Searching

2.1. WHAT’S THE BIG PICTURE?

Every computer device you have ever used, from your school computers to your calculator, has been using algorithms to tell it how to do whatever it was doing. Algorithms are a very important topic in Computer Science because they help software developers create efficient and error free programs. The most important thing to remember about algorithms is that there can be many different algorithms for the same problem, but some are much better than others!

Computers are incredibly fast at manipulating, moving and looking through data. However the amount of data computers use is often so large that it doesn’t matter how fast the computer is, it will take it far too long to examine every single piece of data (companies like Google, Facebook and Twitter process about 1 billion things per day). This is where algorithms come in. If a computer is given a better algorithm to process the data then it doesn’t matter how much information it has to look through, it will still be able to do it in a reasonable amount of time.

If you have read through the Introduction chapter you may remember that the speed of an application on a computer makes a big difference to a human using it. If an application you create is too slow, people will get frustrated with it and won’t use it. It doesn’t matter if your program can solve all their life problems, if it takes too long they will simply get bored and close it!

2.1.1. ALGORITHMS, PROGRAMS AND INFORMAL INSTRUCTIONS

At this stage you might be thinking that algorithms and computer programs kind of sound like the same thing, but they are actually two very distinct concepts. Descriptions of these and another important concept, Informal Instructions, are below. They are each different ways of describing how to do something:

  • Informal Instruction: An instruction using natural language. They are un-precise so computers cannot understand them, but humans are able to use their own intelligence to interpret them.
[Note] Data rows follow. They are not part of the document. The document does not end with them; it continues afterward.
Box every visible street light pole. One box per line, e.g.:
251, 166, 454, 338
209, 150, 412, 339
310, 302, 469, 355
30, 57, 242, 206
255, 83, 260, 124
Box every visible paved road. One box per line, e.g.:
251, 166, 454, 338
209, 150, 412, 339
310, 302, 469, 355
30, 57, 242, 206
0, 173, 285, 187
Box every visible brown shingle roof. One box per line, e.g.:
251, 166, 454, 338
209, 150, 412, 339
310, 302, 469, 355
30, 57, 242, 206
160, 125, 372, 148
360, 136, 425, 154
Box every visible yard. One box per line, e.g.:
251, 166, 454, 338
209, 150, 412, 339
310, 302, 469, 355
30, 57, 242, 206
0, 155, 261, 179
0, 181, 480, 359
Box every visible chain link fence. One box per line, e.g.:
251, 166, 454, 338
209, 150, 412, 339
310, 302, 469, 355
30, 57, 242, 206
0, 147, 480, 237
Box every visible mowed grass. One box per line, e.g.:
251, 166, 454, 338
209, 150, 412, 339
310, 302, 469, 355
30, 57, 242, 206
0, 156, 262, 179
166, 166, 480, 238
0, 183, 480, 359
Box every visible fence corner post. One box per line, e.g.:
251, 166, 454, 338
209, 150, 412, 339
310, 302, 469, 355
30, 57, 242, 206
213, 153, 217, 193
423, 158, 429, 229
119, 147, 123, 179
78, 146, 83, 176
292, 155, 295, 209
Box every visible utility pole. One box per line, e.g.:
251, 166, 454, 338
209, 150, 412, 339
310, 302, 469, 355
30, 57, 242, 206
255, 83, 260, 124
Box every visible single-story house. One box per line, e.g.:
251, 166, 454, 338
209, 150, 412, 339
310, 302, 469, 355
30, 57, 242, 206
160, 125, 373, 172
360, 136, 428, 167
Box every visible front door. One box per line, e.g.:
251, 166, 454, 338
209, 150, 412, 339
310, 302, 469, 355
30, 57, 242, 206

This is the least precise of our three descriptions for doing things, and is typically used to give a very simple description of the general idea of an algorithm.
  • Algorithm: step by step process that describes how to solve a problem and/or complete a task, which will always give a result. They are more precise than Informal Instructions and do not require any knowledge or intelligence to follow, however they are still not precise enough for a computer to follow. These are often expressed using pseudo-code, which matches a programming language fairly closely, but leaves out details that could easily be added later by a programmer, and doesn’t specify the kinds of commands that can be used.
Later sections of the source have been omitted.